Thank you very much!
非常感谢你!
#include<stdio.h>
#include<stdlib.h>
void reverse(char* str)
{
char* end = str;
char* i = str;
char* j = str;
while(*end)
++end;
j = end;
*end = *str;
while(j > i)
{
*i = *j;
++i;
*j = *i;
++j;
}
while(i < end)
{
*i = *(i+1);
++i;
}
*i = '\0';
}
void main(int argc, char* argv[])
{
char* str_test1;
char* str_test2;
str_test1 = (char*) malloc(10);
str_test2 = (char*) malloc(2);
str_test1 = "abcdefjhi";
str_test2 = "a";
printf("input str1=%s, str2=%s", str_test1, str_test2);
reverse(str_test1);
reverse(str_test2);
printf("output str=%s, str2=%s", str_test1, str_test2);
free(str_test1);
free(str_test2);
}
[After I change the code to the following, it works.]
[将代码更改为以下代码后,它可以正常工作。

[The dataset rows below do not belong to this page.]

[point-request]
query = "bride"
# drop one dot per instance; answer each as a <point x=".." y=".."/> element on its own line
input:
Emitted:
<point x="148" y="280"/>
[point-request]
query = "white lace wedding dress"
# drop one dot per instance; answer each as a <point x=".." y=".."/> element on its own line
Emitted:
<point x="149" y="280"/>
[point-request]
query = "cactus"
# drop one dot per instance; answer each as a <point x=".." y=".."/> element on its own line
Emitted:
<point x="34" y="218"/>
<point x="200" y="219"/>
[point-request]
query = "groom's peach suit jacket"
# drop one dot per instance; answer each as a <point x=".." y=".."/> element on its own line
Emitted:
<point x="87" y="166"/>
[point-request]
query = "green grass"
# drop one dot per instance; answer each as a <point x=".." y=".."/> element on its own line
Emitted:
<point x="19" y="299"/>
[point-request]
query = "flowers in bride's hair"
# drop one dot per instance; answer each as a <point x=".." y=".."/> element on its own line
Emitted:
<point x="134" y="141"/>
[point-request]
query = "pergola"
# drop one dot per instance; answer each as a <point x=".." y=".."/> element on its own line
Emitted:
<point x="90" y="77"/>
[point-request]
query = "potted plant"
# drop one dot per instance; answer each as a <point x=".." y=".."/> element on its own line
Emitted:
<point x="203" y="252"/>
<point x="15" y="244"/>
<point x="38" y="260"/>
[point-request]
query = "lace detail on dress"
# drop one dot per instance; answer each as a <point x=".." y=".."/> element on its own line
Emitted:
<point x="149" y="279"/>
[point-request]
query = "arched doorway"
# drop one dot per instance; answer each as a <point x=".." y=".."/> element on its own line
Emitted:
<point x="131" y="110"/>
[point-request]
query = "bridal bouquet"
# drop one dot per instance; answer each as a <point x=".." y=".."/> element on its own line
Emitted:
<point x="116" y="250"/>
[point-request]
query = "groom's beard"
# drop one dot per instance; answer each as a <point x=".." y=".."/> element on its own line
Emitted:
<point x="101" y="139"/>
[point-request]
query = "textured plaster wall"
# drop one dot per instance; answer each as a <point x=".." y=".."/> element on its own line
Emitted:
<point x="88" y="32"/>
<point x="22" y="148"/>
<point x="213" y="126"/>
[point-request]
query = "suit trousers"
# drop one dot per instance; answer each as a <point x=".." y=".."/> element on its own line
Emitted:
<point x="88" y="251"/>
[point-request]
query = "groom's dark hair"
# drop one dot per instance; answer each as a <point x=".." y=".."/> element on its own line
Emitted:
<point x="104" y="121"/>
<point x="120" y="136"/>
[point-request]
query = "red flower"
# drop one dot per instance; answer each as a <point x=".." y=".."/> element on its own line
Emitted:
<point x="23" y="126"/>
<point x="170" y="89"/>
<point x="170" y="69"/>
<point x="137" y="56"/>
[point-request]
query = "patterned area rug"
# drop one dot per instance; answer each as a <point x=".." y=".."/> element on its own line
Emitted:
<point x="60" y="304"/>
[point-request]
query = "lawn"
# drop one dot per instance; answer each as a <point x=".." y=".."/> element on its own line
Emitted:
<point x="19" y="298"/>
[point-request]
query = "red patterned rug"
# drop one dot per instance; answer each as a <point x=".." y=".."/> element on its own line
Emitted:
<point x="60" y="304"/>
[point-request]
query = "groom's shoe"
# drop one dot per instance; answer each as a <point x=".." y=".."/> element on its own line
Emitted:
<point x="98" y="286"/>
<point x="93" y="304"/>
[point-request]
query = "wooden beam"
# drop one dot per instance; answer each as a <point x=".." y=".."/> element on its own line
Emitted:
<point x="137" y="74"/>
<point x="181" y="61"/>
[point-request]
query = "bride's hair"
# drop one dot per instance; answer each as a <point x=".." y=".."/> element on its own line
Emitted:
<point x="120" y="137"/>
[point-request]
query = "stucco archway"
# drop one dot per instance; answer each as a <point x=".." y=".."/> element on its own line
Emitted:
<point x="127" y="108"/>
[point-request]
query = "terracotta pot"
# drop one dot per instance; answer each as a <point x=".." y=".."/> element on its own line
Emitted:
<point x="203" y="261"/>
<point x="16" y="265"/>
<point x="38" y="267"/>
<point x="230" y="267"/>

]
#include<stdio.h>
#include<stdlib.h>
#include<string.h>
void reverse(char* str)
{
char* end = str;
char* i = str;
char* j = str;
while(*end)
++end;
j = end;
*end = *str;
**--j;**
while(j > i)
{
*i = *j;
++i;
*j = *i;
**--j;**
}
while(i < end)
{
*i = *(i+1);
++i;
}
*i = '\0';
}
void main(int argc, char* argv[])
{
char* str_test1;
char* str_test2;
str_test1 = (char*) malloc(10);
str_test2 = (char*) malloc(2);
strcpy(str_test1, "abcdefjhi");
strcpy(str_test2,"a");
printf("input str1=%s, str2=%s\n", str_test1, str_test2);
reverse(str_test1);
reverse(str_test2);
printf("output str=%s, str2=%s\n", str_test1, str_test2);
free(str_test1);
free(str_test2);
}
1 个解决方案
#1
5
This does not do what you think it does:
这不符合你的想法:
str_test1 = (char*) malloc(10);
str_test2 = (char*) malloc(2);
str_test1 = "abcdefjhi";
str_test2 = "a";
You probably wanted this:
你可能想要这个:
str_test1 = (char*) malloc(10);
str_test2 = (char*) malloc(2);
strcpy(str_test1, "abcdefjhi");
strcpy(str_test2, "a");
Or this:
char str_test1[10] = "abcdefjhi";
char str_test[2] = "a";
What you currently have allocates memory, and then overwrites the pointer to the memory you allocated with a pointer to a read-only string literal, and that's a good way to earn a segfault.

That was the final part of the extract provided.